Except Gino, who had simply deserted her, he thought. He wondered if she were thinking the same, but she gave no sign.

‘Go on telling me about your day,’ he urged.

‘Oh, you’d have laughed if you could have seen me. I had all sorts of impractical ideas, take a gondola ride, feed the pigeons in St Mark’s Square, go to look at the Bridge of Sighs. Something really did come back to me there-the first time I got cross with him and we ended up bickering.’

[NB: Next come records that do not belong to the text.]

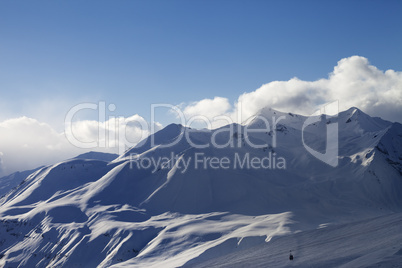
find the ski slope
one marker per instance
(95, 212)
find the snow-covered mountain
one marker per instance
(190, 197)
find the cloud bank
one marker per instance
(26, 143)
(353, 82)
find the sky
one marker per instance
(204, 56)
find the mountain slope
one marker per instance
(184, 193)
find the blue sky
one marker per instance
(54, 54)
(205, 56)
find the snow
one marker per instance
(91, 211)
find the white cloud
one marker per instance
(208, 107)
(353, 82)
(26, 143)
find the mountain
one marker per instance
(186, 197)
(97, 156)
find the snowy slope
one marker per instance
(90, 213)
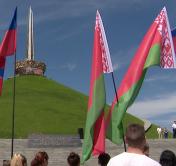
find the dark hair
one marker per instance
(73, 159)
(103, 159)
(135, 136)
(6, 162)
(40, 159)
(168, 158)
(18, 159)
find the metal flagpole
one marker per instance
(13, 109)
(112, 74)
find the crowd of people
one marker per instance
(137, 154)
(164, 133)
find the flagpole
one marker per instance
(13, 109)
(112, 74)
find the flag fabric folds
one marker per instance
(8, 46)
(155, 49)
(174, 38)
(94, 137)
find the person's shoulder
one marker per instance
(117, 158)
(151, 161)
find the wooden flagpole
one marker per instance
(112, 74)
(13, 109)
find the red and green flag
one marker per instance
(94, 137)
(155, 49)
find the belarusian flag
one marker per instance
(155, 49)
(94, 138)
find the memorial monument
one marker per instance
(29, 66)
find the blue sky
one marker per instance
(64, 39)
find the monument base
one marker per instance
(30, 67)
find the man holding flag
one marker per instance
(156, 49)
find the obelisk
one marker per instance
(29, 66)
(30, 37)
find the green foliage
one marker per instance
(43, 106)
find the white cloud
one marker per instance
(154, 107)
(69, 66)
(122, 57)
(168, 78)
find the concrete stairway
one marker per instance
(58, 156)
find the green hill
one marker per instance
(45, 106)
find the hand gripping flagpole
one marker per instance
(112, 74)
(106, 59)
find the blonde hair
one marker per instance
(18, 160)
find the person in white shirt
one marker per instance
(135, 138)
(174, 129)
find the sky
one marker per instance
(63, 37)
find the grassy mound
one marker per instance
(45, 106)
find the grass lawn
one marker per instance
(45, 106)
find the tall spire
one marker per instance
(30, 37)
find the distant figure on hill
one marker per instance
(174, 129)
(135, 138)
(103, 159)
(146, 149)
(159, 131)
(73, 159)
(168, 158)
(40, 159)
(18, 160)
(166, 132)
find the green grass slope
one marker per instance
(44, 106)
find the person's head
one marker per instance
(6, 162)
(168, 158)
(18, 160)
(103, 159)
(146, 149)
(135, 136)
(41, 159)
(73, 159)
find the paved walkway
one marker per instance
(57, 156)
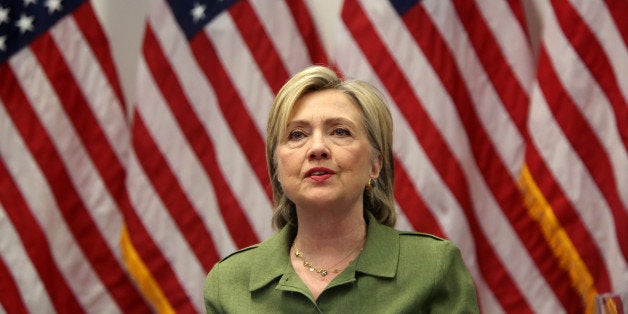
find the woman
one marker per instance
(329, 154)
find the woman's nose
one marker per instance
(318, 148)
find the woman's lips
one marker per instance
(319, 174)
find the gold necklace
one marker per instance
(322, 271)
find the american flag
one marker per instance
(511, 140)
(63, 144)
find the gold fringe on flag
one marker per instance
(559, 241)
(142, 276)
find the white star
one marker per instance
(198, 12)
(4, 15)
(53, 5)
(25, 23)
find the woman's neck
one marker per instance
(326, 232)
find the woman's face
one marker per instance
(325, 160)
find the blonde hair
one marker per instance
(377, 122)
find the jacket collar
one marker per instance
(379, 256)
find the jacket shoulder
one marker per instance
(421, 235)
(240, 252)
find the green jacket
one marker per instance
(397, 272)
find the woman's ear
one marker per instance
(376, 165)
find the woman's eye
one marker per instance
(341, 132)
(296, 135)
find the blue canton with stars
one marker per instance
(193, 15)
(22, 21)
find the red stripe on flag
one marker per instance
(260, 45)
(237, 222)
(584, 243)
(412, 204)
(233, 109)
(495, 173)
(585, 143)
(593, 56)
(15, 206)
(173, 196)
(302, 16)
(155, 261)
(618, 9)
(490, 265)
(95, 142)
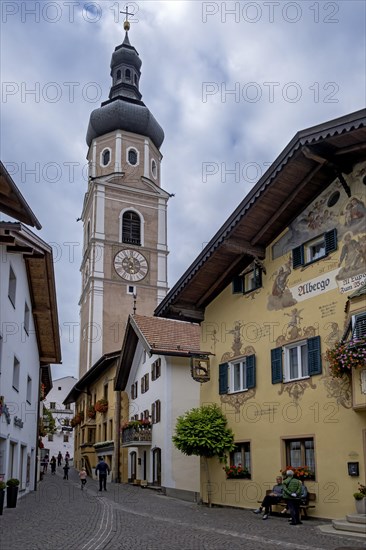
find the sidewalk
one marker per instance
(59, 516)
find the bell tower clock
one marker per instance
(124, 213)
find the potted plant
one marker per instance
(2, 496)
(346, 355)
(360, 499)
(12, 486)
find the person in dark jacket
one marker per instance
(272, 498)
(292, 489)
(103, 469)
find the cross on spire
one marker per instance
(126, 24)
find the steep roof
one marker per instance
(309, 163)
(158, 337)
(12, 201)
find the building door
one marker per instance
(157, 467)
(133, 465)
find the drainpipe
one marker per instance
(117, 446)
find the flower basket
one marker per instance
(302, 472)
(346, 355)
(101, 406)
(236, 472)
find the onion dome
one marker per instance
(124, 110)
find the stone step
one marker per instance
(356, 518)
(344, 525)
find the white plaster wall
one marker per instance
(18, 445)
(57, 396)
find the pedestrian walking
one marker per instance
(53, 465)
(103, 470)
(292, 489)
(82, 476)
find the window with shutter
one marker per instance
(359, 326)
(131, 228)
(223, 378)
(276, 365)
(241, 374)
(315, 249)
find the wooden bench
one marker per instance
(310, 500)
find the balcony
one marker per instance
(136, 436)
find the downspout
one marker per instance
(117, 446)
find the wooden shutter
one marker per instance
(298, 256)
(359, 329)
(223, 378)
(330, 239)
(251, 371)
(238, 285)
(314, 356)
(276, 365)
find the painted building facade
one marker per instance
(287, 295)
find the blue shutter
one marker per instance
(276, 365)
(223, 378)
(314, 356)
(298, 256)
(330, 239)
(238, 285)
(250, 366)
(257, 277)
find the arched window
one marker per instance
(132, 157)
(106, 157)
(131, 228)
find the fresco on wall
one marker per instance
(333, 209)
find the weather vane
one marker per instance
(126, 24)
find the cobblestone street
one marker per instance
(59, 516)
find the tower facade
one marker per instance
(124, 264)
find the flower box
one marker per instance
(236, 472)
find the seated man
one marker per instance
(272, 498)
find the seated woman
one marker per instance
(272, 498)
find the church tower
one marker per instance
(124, 264)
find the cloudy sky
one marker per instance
(230, 83)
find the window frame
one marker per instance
(307, 456)
(225, 375)
(16, 374)
(12, 286)
(302, 369)
(244, 449)
(300, 252)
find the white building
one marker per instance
(29, 334)
(63, 439)
(156, 371)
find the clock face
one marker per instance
(131, 265)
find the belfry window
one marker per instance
(131, 228)
(132, 157)
(106, 157)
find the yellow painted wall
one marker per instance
(318, 406)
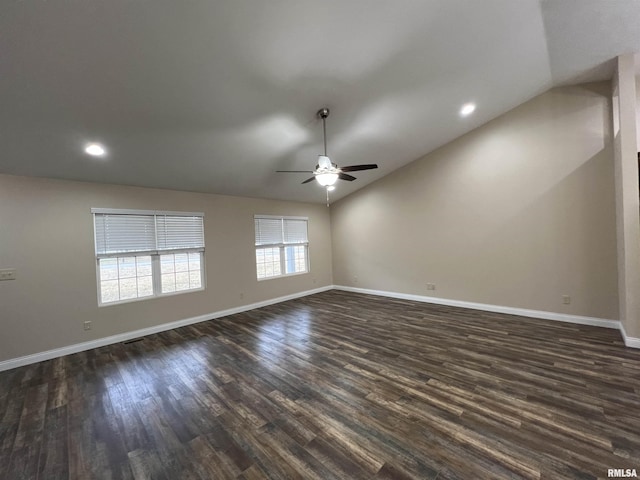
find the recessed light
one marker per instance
(467, 109)
(95, 150)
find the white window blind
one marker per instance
(280, 231)
(179, 232)
(124, 233)
(146, 253)
(295, 231)
(121, 232)
(282, 246)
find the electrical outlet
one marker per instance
(8, 274)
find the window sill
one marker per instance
(283, 276)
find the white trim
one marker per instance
(126, 211)
(562, 317)
(122, 337)
(632, 342)
(281, 217)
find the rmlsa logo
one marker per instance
(622, 473)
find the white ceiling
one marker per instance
(214, 96)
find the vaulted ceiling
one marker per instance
(215, 96)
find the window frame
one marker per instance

‘About the Bridge of Sighs?’

‘Yes. Gino spun me the whole romantic story, how it had been named after the sighs of lovers. I thought that was lovely until I bought a guide book and discovered that the bridge connects the prison to the Doge’s Palace, where trials were held. So the sighs came from prisoners taking their last look at the sky before going to the dungeons.’

Pietro began to laugh. ‘You quarrelled about that?’

‘Not quarrelled, squabbled. I like to have the truth.’

‘Rather than a romantic fantasy? Shame on you.’

‘I don’t trust fantasies. They lay traps.’

‘But so does the truth sometimes,’ he pointed out quietly.

She didn’t answer in words, but she nodded.